Hive Warehouse Connector (HWC)
Hive Warehouse Connector (HWC) integrates Spark SQL with Hive via HiveServer2 (HS2) and LLAP. It is designed for reading and writing Hive tables (including ACID) and for enforcing Hive authorization policies when required.
Version Highlights (Clemlab ODP)
- Spark 3.5.x (default: 3.5.4)
- Hive 4.0.1
- Scala 2.12.18
- Calcite 1.25.0
- Avatica 1.12.0
These can be overridden with sbt system properties (for example: -Dspark.version=3.5.6).
Downloads (Nexus)
Artifacts are currently published as version 1.3.1, compatible with ODP 1.3.1.0.
| Artifact | Link |
|---|---|
| Assembly (fat) jar | https://nexus.clemlab.com/repository/spark-packages/com/hortonworks/hive/hive-warehouse-connector_2.12/1.3.1/hive-warehouse-connector_2.12-1.3.1-assembly.jar |
| Main jar | https://nexus.clemlab.com/repository/spark-packages/com/hortonworks/hive/hive-warehouse-connector_2.12/1.3.1/hive-warehouse-connector_2.12-1.3.1.jar |
| Sources | https://nexus.clemlab.com/repository/spark-packages/com/hortonworks/hive/hive-warehouse-connector_2.12/1.3.1/hive-warehouse-connector_2.12-1.3.1-sources.jar |
| Javadoc | https://nexus.clemlab.com/repository/spark-packages/com/hortonworks/hive/hive-warehouse-connector_2.12/1.3.1/hive-warehouse-connector_2.12-1.3.1-javadoc.jar |
| POM | https://nexus.clemlab.com/repository/spark-packages/com/hortonworks/hive/hive-warehouse-connector_2.12/1.3.1/hive-warehouse-connector_2.12-1.3.1.pom |
Supported Functionalities
The table below summarizes what is covered and supported.

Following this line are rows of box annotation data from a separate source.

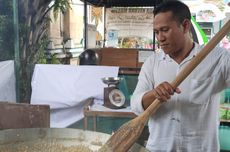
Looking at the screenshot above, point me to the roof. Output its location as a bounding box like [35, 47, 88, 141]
[81, 0, 164, 7]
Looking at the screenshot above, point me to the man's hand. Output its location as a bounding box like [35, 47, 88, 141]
[152, 82, 181, 101]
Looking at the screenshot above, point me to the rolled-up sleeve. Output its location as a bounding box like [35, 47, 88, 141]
[130, 56, 154, 115]
[222, 50, 230, 88]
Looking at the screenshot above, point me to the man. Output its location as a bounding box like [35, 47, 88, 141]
[131, 1, 230, 152]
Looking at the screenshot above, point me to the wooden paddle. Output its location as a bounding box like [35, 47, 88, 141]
[99, 20, 230, 152]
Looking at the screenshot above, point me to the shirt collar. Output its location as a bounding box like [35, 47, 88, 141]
[159, 42, 199, 61]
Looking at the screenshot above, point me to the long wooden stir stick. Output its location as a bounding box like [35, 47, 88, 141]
[99, 20, 230, 152]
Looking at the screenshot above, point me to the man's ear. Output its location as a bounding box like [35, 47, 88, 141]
[182, 19, 191, 33]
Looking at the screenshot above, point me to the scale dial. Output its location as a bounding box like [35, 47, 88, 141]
[109, 89, 125, 107]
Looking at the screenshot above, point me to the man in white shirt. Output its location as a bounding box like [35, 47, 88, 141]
[131, 1, 230, 152]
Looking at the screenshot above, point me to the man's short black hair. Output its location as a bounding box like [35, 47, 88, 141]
[153, 0, 191, 23]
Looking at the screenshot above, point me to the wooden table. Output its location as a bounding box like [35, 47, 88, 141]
[84, 99, 136, 131]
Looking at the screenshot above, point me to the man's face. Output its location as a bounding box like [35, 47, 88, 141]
[153, 11, 185, 55]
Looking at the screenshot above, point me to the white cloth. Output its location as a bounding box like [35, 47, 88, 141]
[131, 44, 230, 152]
[31, 64, 119, 128]
[0, 60, 16, 103]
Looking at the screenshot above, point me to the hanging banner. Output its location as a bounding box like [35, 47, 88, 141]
[106, 7, 153, 48]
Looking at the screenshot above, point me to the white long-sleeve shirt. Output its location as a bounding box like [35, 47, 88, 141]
[131, 44, 230, 152]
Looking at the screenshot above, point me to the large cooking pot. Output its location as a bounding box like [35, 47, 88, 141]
[0, 128, 147, 152]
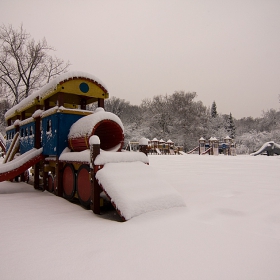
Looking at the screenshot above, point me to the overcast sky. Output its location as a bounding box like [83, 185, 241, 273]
[0, 0, 280, 118]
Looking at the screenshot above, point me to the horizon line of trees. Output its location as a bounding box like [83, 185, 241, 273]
[0, 25, 280, 153]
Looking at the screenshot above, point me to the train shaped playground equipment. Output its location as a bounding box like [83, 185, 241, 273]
[0, 72, 184, 220]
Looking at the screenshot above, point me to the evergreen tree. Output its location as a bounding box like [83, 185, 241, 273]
[211, 101, 218, 118]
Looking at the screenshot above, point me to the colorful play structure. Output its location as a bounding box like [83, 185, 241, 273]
[187, 136, 236, 156]
[125, 138, 185, 155]
[250, 141, 280, 156]
[0, 72, 184, 220]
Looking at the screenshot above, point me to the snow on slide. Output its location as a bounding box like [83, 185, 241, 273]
[250, 141, 280, 156]
[0, 148, 43, 181]
[96, 161, 185, 220]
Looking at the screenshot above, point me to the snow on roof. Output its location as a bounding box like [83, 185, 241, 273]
[5, 71, 108, 119]
[96, 161, 186, 220]
[139, 137, 149, 146]
[68, 107, 124, 138]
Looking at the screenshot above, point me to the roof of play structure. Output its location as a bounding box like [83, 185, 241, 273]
[5, 71, 109, 119]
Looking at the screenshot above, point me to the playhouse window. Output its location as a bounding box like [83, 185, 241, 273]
[47, 120, 52, 132]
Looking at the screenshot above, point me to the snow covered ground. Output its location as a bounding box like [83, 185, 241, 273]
[0, 155, 280, 280]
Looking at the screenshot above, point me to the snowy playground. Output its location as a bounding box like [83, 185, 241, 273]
[0, 155, 280, 280]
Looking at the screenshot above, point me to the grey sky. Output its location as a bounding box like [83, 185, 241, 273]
[0, 0, 280, 118]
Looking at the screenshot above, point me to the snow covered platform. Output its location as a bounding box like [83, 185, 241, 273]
[96, 161, 185, 220]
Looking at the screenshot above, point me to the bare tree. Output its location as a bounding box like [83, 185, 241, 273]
[0, 25, 69, 104]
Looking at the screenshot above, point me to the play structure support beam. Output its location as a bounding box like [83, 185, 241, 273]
[34, 117, 41, 190]
[90, 136, 101, 214]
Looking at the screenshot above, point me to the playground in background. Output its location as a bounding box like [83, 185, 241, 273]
[0, 72, 185, 220]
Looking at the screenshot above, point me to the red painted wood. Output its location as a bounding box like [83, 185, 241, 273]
[62, 163, 76, 199]
[68, 120, 124, 152]
[77, 165, 91, 207]
[0, 155, 44, 182]
[47, 174, 54, 192]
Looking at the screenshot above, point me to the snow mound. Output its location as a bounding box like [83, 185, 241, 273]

| Feature area | Status | Notes |
|---|---|---|
| Read modes (direct reader, JDBC, secure access) | Supported | - |
| Secure access caching control | Supported | spark.hadoop.secure.access.cache.disable. |
| JDBC read mode (client/cluster) | Supported | - |
| Spark SQL extension for direct reader | Supported | spark.sql.extensions=com.hortonworks.spark.sql.rule.Extensions. |
| Batch writes (DataFrame writer) | Supported | Writes stage data then LOAD DATA. |
| Streaming writes to ACID tables | Supported | HiveStreamingDataSource sink. |
| HWC session API (catalog ops, executeUpdate, commitTxn, close) | Supported | See API page. |
| Spark executor metrics | Partial | Uses Spark metrics and HWC listener, no extra packaging. |
| PySpark integration | Supported | python/ package + assembly jar. |
| sparklyr integration | Not shipped | not bundled here. |
| Zeppelin integration | Manual | Add jar and Spark conf; not packaged. |
If you rely on a feature that is not bundled (sparklyr helpers, Zeppelin configuration templates), you can still use the connector by adding the assembly jar and setting Spark configs manually.
Where to start
- Start with Getting Started for a minimal setup and a Spark shell example.
- Use Configuration and Read Modes to select secure access vs direct reader.
- Use Writes and Streaming for batch and streaming write configuration.
- Use Limitations and Types before production rollout.